Crossover operators

The pyvrp.crossover module provides operators that are responsible for generating a new Solution offspring from two parent solutions.

ordered_crossover(parents: tuple[Solution, Solution], data: ProblemData, cost_evaluator: CostEvaluator, rng: RandomNumberGenerator) Solution[source]

Performs an ordered crossover (OX) operation between the two given parents. The clients between two randomly selected indices of the first route are copied into a new solution, and any missing clients that are present in the second route are then copied in as well. See [1] for details.

Warning

This operator explicitly assumes the problem instance is a TSP. You should use a different crossover operator if that is not the case.

Parameters:
parents: tuple[Solution, Solution]

The two parent solutions to create an offspring from.

data: ProblemData

The problem instance.

cost_evaluator: CostEvaluator

Cost evaluator object. Unused by this operator.

rng: RandomNumberGenerator

The random number generator to use.

Returns:

A new offspring.

Return type:

Solution

Raises:

ValueError – When the given data instance is not a TSP, particularly, when there is more than one vehicle in the data.

References

[1]

I. M. Oliver, D. J. Smith, and J. R. C. Holland. 1987. A study of permutation crossover operators on the traveling salesman problem. In Proceedings of the Second International Conference on Genetic Algorithms on Genetic algorithms and their application. 224 - 230.

selective_route_exchange(parents: tuple[Solution, Solution], data: ProblemData, cost_evaluator: CostEvaluator, rng: RandomNumberGenerator) Solution[source]

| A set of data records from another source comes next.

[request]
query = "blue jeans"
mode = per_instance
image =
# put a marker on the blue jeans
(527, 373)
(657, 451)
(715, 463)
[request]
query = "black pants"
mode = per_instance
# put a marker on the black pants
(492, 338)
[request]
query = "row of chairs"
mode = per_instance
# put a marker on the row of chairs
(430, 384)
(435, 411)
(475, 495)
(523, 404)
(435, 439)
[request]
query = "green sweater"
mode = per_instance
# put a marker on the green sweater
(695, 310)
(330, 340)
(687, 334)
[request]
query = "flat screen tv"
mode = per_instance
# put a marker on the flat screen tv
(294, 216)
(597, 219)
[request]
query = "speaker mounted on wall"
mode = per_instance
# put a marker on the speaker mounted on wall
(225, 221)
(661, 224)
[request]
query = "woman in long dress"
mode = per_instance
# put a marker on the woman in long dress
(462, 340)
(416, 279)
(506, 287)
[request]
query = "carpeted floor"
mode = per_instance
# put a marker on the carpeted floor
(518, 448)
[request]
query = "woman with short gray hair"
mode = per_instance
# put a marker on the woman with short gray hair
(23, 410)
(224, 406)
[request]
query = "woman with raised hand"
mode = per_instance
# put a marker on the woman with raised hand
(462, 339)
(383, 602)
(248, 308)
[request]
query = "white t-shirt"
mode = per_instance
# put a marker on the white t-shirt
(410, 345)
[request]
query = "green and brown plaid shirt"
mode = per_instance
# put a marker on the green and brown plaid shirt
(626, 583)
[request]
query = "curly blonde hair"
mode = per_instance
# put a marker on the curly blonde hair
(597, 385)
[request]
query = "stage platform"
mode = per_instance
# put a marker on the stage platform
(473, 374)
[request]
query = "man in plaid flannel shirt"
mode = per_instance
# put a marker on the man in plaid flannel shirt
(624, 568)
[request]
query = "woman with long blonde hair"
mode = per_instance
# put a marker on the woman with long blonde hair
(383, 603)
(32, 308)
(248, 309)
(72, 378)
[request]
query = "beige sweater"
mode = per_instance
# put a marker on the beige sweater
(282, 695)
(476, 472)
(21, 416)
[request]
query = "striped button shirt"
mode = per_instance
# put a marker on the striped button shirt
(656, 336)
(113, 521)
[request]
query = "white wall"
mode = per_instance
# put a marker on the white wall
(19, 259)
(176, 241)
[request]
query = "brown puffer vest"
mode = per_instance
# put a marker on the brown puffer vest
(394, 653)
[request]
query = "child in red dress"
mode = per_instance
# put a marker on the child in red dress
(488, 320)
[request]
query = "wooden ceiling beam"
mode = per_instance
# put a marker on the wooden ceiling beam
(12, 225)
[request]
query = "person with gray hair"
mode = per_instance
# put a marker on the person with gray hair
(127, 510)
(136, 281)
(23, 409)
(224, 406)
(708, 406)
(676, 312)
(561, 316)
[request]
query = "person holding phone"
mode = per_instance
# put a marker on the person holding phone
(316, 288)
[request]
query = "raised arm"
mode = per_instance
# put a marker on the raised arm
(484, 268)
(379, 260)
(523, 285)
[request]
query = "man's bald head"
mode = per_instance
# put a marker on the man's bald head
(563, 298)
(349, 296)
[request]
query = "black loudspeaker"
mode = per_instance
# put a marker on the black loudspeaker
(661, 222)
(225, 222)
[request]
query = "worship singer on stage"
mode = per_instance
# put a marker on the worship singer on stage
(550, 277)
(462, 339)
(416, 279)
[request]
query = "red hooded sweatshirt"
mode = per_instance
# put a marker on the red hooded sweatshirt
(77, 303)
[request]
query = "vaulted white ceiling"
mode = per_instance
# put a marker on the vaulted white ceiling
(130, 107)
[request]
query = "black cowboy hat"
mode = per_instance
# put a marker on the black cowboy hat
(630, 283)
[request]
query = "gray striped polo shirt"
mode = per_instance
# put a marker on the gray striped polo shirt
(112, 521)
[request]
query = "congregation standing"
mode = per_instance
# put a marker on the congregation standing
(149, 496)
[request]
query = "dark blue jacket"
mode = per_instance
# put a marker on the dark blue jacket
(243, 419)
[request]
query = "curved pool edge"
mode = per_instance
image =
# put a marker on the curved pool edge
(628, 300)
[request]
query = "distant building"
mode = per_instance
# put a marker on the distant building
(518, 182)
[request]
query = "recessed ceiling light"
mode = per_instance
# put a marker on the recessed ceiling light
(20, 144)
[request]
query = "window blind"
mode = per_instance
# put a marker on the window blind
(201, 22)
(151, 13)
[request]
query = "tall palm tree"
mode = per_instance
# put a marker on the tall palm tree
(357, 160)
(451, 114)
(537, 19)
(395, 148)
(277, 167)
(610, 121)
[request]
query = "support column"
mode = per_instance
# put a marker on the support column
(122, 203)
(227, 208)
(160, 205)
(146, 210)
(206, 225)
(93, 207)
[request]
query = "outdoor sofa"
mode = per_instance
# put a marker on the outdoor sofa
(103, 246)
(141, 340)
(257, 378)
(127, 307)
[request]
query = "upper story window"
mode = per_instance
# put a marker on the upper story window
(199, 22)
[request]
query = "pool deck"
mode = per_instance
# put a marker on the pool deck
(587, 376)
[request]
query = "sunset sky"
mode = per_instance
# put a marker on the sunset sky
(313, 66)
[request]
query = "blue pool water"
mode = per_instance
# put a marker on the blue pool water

The selective route exchange crossover (SREX) operator due to Nagata and Kobayashi [1] combines routes from both parents to generate a new offspring solution. It does this by carefully selecting routes from the second parent that could be exchanged with routes from the first parent. This often results in incomplete offspring that can then be repaired using a search method.

Note

Since SREX exchanges routes, it is not an appropriate crossover operator for TSP instances where each solution consists of just one route. SREX warns when used for TSPs, and another crossover operator should ideally be used when solving such instances.

Parameters:
parents: tuple[Solution, Solution]

The two parent solutions to create an offspring from.

data: ProblemData

The problem instance.

cost_evaluator: CostEvaluator

The cost evaluator used to evaluate the offspring.

rng: RandomNumberGenerator

The random number generator to use.

Returns:

A new offspring.

Return type:

Solution

References

[1]

Nagata, Y., & Kobayashi, S. (2010). A Memetic Algorithm for the Pickup and Delivery Problem with Time Windows Using Selective Route Exchange Crossover. Parallel Problem Solving from Nature, PPSN XI, 536 - 545.